たとえば、以下のような取り組みがよく見られます。
社員の主体性を高めるための研修や自己啓発セミナー
管理職向けのコーチング研修
部門間の連携を促す横断型プロジェクトや対話の場の設置
一見、どれも「変化を促すための前向きなアクション」に見えます。
そして実際、短期的には効果が出たように感じられることもあります。
しかし──
ほとんどの企業では、数ヶ月後には元に戻ってしまうのです。
なぜ、改革しても現場が変わらないのか?
その理由は意外とシンプルです。
実際に現場の社員や部門の声を聞くと、
「自分は主体性がない」と思っている人はほとんどいません。
むしろ、「自分の仕事はちゃんとやっている」と思っています。
話を聞いてみると、業務内容もまっとうで、手を抜いている様子もない。
つまり、「意識が低いから動かない」のではないのです。
では、なぜ“動かない”ように見えるのか?
問題の本質は「ズレ」にある
それは、「優先すべき目標や課題がズレている」からです。
経営:「この課題に全社で取り組んでほしい」
現場:「私は自分の担当業務をちゃんとやっています」
どちらも間違っていません。
でも、向いている方向が違っているのです。
経営が「主体性がない」と感じるのは、
「期待している動きと、現実の行動がズレている」から。
一方、社員は「ちゃんとやってるのに、なぜそんなことを言われるのか」と思っています。

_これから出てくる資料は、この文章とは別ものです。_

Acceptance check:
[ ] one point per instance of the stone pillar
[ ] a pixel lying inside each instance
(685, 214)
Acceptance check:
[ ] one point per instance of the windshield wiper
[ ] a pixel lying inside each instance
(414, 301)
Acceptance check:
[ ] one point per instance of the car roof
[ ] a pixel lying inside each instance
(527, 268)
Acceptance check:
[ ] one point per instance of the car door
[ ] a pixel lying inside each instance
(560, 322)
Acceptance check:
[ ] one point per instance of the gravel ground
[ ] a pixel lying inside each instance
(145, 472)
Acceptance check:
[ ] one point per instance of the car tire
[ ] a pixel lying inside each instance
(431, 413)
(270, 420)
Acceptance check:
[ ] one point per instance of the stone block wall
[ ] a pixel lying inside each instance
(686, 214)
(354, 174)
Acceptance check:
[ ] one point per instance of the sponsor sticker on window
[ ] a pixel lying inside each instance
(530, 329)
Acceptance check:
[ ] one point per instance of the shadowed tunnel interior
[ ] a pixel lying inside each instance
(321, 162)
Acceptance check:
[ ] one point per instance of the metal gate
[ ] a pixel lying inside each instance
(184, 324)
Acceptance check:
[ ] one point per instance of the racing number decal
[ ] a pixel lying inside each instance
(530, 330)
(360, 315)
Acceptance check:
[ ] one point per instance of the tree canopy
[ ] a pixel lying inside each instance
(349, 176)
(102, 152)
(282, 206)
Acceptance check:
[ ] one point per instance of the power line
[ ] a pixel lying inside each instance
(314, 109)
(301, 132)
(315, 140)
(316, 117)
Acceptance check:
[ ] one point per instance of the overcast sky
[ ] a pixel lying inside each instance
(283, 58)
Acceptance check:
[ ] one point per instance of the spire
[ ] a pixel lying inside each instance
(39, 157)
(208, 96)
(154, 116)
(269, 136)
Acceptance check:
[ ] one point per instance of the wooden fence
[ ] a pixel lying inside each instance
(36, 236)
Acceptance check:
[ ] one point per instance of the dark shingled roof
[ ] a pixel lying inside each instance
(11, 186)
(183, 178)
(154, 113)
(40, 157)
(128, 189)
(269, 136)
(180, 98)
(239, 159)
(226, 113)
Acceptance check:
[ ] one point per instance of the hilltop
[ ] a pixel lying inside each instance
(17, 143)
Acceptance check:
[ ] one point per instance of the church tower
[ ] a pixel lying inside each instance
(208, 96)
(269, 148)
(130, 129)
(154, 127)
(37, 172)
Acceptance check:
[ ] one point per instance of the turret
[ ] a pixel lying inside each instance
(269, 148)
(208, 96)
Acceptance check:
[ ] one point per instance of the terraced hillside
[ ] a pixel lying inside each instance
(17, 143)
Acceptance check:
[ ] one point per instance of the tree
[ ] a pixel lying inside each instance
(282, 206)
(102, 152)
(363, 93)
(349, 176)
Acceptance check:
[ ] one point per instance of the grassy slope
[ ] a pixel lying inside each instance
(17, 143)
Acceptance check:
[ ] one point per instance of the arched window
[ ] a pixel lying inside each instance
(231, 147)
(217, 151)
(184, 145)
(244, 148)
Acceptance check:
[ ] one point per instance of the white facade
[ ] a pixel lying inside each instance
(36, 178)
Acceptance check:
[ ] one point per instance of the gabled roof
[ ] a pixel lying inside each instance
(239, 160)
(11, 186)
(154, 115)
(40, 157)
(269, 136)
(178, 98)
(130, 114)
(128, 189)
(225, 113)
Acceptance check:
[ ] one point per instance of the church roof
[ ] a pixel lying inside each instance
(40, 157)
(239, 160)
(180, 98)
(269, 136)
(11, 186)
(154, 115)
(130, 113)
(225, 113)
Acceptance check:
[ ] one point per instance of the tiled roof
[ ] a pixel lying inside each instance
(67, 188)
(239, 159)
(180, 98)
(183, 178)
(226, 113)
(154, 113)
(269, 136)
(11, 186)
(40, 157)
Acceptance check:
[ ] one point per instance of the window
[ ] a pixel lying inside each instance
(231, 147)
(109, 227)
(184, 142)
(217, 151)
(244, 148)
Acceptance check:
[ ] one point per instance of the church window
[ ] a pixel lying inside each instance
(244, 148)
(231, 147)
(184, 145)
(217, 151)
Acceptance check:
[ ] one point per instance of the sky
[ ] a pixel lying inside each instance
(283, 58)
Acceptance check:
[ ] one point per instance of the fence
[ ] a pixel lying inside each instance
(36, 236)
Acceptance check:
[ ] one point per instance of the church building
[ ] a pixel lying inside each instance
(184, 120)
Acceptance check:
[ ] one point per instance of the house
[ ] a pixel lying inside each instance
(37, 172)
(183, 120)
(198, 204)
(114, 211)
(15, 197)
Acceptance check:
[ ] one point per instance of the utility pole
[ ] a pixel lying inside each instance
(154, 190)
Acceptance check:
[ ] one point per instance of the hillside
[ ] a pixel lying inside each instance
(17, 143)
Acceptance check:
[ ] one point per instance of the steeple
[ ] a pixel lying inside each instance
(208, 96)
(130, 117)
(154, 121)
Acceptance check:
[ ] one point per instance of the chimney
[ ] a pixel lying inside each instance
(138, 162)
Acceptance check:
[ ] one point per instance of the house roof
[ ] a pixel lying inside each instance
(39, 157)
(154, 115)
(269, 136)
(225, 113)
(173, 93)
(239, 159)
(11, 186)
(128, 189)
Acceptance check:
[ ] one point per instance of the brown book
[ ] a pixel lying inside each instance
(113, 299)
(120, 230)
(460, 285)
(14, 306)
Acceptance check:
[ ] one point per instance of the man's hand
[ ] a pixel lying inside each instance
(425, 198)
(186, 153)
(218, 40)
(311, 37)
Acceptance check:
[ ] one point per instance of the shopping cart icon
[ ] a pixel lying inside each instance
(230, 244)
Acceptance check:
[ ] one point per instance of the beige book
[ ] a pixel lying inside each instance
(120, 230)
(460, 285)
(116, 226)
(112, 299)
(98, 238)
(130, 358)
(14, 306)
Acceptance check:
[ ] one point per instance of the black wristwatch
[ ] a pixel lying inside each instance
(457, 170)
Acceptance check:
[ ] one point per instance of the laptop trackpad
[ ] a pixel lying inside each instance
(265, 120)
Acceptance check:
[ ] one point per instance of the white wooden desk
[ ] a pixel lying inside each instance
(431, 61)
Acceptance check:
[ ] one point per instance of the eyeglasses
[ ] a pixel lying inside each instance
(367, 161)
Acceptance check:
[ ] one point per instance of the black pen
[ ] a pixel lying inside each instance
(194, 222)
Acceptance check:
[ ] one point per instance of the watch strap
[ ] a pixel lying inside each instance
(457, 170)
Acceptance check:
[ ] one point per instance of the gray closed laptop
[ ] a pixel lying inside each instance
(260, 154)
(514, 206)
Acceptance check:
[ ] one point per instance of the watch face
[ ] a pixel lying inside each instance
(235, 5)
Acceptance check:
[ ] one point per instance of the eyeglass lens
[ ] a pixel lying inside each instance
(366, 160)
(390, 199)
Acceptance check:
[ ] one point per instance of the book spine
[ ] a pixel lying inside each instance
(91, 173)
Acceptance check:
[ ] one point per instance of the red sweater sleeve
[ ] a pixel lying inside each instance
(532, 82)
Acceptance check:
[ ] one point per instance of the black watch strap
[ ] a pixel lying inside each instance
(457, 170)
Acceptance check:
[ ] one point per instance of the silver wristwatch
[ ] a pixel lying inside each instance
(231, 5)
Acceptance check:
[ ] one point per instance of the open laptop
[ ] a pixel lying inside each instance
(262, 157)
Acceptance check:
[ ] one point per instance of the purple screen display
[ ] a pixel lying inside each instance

この“すれ違い”こそが、組織が停滞する最大の原因です。
組織風土ではなく、「戦略の共有」に目を向けるべき
つまり、問題は社員のやる気や意識の低さではなく、
「今、何を優先して取り組むべきか」という戦略と現場のズレにあります。
どれだけ研修をしても、対話の場を設けても、
このズレが修正されなければ、現場は変わりません。
必要なのは「組織風土改革」ではなく、
戦略と業務をつなげるための“共通認識の形成”なのです。
組織が本当に変わるために必要なこと
社員が動かないのではなく、動く“方向”が共有されていないだけ。
その認識を持たずに風土改革だけを繰り返しても、根本解決にはなりません。
組織を本気で変えたいなら、
まずは「今、会社として何に取り組むべきか」を、全社で一致させること。
経営の意図と現場の行動を一致させるには、
戦略の“カスケードダウン”──つまり、戦略を分解し、部門・現場レベルにまで落とし込むプロセスが不可欠です。
それがあって初めて、社員は「自分の役割」が見え、
主体的に“正しい方向”へと動き出すのです。